Effects of apheresis on leukocyte influx into the peritoneal cavity and lung. Eighteen hours after CLP, animals were randomly assigned to receive either apheresis by HA or sham treatment for 4 hours. Animals were then killed for sampling 48 hours after treatment. Cells were washed and centrifuged for three cycles and then stained with PE-Cy5 mouse anti-rat CD45 (OX-1), PE mouse anti-rat granulocyte (RP-1) and Biotin mouse anti-rat mononuclear followed by FITC streptavidin staining. Cells were gated on CD45. CD45 cells were analyzed for positive expression of either the granulocyte or mononuclear markers. Shown are (A) neutrophils; and (B) monocytes in the peritoneal cavity; (C) neutrophils and (D) monocytes in the lung. Comparisons are between apheresis (HA) and sham. Medians and ranges of cells per milliliter (natural log transformed, n = 14 to 18 each) are shown.

Figure 5

Effects of apheresis on PMN function (median and ranges, n = 7). Eighteen hours after CLP, animals were randomly assigned to receive either apheresis by HA or sham treatment for 4 hours. Animals were then killed for sampling 48 hours after treatment. (A) PMN chemotaxis expressed as ratio (percentage) of cells migrating toward chemoattractant to cells migrating away from chemoattractant. (B) PMN phagocytosis expressed as mean fluorescent intensity (MFI). (C) PMN oxidative burst (ROS) expressed as mean fluorescent intensity (MFI).

Figure 6

Effects of apheresis on the bacterial clearance, neutrophil infiltration, and histopathology. Eighteen hours after CLP, animals were randomly assigned to receive either apheresis (HA) or sham treatment for 4 hours. Animals were then killed for sampling 48 hours after treatment. (A) Bacterial load in the peritoneal fluid (PF) (medians and ranges for colony-forming units per milliliter (natural log transformed, n = 12 to 16 each). (B) Myeloperoxidase (MPO) activity (mean ± SE, U/ml/mg; n = 20 each). *P < 0.05, apheresis (HA) versus sham in lung, liver, and kidney. (C) Lung histology (n = 4 to 6 each). Sham showed neutrophil infiltration and hemorrhage not seen with apheresis (HA). (D) Liver histology (n = 4 to 6 each). Apheresis (HA) showed milder swelling of hepatocytes and necrosis compared with sham. (E) Kidney histology (n = 4 to 6 each). Apheresis (HA) resulted in less vacuolization in tubules compared with sham.

Figure 7

Effects of apheresis on neutrophil influx into the lungs. Eighteen hours after CLP, animals were randomly assigned to receive either apheresis (HA) or sham treatment for 4 hours.
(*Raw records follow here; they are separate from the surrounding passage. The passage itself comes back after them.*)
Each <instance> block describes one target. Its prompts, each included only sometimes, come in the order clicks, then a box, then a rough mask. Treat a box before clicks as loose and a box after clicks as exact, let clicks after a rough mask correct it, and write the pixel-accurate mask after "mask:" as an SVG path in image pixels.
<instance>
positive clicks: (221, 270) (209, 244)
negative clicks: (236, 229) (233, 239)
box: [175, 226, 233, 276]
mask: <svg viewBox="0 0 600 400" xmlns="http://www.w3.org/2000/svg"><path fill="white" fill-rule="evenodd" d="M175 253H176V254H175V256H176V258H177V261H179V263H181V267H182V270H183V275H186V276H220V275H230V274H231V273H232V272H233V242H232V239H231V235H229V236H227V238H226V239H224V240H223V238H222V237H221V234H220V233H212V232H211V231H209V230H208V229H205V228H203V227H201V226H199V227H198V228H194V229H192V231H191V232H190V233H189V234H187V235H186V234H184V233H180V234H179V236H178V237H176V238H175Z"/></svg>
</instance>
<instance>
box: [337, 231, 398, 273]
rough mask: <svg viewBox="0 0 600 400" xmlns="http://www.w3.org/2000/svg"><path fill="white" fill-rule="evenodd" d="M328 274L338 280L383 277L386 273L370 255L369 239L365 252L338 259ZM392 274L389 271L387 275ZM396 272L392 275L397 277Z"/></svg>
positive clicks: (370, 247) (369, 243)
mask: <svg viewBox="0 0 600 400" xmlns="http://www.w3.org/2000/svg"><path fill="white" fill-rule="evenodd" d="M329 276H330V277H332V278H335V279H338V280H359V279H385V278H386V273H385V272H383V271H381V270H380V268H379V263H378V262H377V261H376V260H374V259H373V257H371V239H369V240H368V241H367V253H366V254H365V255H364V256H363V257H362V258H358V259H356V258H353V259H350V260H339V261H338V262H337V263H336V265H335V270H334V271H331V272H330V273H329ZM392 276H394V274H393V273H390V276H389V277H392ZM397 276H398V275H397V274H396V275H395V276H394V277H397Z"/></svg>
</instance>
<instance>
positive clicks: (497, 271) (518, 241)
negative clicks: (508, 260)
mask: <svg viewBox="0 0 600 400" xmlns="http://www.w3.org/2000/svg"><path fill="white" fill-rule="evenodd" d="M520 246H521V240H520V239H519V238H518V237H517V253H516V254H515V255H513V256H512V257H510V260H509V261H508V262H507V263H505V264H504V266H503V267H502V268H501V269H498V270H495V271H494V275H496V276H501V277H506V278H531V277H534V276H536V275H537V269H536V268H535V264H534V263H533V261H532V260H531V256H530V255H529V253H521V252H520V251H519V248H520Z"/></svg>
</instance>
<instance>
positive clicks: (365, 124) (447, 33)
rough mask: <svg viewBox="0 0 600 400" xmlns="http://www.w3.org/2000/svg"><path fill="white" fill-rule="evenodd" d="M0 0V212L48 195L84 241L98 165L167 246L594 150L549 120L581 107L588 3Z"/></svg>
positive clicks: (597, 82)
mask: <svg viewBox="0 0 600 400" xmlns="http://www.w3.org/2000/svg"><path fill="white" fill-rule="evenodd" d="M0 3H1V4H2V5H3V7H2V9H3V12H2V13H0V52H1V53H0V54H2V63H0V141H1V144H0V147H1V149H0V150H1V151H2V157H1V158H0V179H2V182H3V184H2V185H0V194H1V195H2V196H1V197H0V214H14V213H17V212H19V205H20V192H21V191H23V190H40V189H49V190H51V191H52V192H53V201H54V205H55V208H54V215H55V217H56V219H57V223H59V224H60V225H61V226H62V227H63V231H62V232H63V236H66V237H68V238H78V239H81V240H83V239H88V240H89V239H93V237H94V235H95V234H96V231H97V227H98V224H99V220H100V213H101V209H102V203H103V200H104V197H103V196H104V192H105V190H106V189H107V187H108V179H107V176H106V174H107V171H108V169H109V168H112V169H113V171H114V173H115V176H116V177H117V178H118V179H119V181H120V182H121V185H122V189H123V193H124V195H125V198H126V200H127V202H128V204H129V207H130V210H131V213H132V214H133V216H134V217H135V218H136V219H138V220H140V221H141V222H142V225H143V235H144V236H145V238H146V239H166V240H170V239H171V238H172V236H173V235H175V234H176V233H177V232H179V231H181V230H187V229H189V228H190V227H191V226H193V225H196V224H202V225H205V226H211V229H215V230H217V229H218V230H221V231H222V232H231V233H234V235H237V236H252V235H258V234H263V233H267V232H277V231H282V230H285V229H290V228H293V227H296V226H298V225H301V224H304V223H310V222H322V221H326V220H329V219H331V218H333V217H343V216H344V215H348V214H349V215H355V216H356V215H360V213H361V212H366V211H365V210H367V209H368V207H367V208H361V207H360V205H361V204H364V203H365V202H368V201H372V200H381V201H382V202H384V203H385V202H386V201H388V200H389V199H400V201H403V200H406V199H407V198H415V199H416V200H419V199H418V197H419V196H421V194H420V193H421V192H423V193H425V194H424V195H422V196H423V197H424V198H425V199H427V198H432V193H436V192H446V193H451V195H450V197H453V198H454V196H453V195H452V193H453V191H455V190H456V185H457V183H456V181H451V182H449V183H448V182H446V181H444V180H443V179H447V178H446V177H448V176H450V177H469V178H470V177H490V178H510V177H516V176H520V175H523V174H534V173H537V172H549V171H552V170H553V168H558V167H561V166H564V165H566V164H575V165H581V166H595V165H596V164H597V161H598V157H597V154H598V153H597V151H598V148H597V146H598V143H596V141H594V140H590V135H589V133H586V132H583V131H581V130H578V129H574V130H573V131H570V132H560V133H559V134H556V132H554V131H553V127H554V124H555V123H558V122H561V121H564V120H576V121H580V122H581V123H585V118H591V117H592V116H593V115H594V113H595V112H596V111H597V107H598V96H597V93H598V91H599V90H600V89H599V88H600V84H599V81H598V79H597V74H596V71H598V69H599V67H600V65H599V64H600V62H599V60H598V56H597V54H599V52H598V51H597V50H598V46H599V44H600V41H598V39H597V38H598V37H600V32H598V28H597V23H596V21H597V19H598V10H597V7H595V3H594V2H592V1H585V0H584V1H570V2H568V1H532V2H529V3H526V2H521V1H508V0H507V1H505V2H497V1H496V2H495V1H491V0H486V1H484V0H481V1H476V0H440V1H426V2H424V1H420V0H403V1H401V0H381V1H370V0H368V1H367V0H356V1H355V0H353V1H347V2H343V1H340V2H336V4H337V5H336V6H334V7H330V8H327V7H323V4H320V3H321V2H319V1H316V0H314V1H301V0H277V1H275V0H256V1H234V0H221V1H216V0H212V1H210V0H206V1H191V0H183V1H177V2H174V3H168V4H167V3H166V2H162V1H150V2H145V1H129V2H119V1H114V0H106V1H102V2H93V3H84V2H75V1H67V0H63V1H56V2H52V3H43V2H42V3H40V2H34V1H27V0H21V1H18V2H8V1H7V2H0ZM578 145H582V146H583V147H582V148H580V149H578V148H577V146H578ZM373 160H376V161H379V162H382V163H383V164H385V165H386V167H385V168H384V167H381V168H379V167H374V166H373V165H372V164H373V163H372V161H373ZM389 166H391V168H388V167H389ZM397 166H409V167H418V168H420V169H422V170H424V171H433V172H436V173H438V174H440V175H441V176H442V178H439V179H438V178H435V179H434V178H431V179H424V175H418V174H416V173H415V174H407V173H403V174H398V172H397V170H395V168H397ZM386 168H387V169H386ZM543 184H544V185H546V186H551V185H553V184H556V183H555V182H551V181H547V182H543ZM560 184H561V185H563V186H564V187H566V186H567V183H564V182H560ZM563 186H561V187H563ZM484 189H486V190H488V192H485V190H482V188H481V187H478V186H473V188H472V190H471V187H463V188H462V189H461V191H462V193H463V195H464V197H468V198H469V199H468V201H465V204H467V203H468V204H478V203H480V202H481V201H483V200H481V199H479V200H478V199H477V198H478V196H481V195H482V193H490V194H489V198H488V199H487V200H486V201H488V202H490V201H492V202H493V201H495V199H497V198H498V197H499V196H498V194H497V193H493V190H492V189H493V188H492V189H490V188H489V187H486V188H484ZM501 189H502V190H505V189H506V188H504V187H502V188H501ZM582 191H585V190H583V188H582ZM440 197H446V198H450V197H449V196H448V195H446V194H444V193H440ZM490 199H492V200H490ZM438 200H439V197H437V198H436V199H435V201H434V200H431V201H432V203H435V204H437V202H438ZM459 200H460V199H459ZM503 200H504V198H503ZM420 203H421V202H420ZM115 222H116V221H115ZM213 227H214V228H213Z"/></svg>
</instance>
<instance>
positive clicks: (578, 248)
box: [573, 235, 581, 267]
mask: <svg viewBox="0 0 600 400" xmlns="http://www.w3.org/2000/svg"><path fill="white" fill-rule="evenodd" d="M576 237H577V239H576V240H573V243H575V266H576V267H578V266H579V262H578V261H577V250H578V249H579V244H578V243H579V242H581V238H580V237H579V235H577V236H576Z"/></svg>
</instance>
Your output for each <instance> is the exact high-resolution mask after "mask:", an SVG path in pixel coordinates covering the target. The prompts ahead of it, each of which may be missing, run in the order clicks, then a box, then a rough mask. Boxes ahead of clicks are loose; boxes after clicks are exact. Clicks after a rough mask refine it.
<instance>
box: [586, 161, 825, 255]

Labeled neutrophils from septic donor animals were injected after treatment into (A) HA and (B) sham-treated animals (n = 12 each). Neutrophils in the lungs (red color, and arrows) were observed after 24 hours with immunofluorescence microscopy (20× magnifications). (C) Comparison of labeled neutrophils infiltrated in the lung between HA and sham-treated septic animals (data expressed as medians and ranges after natural log transformation). Fewer neutrophils were seen in the lungs of HA-treated animals (A) compared with sham (B).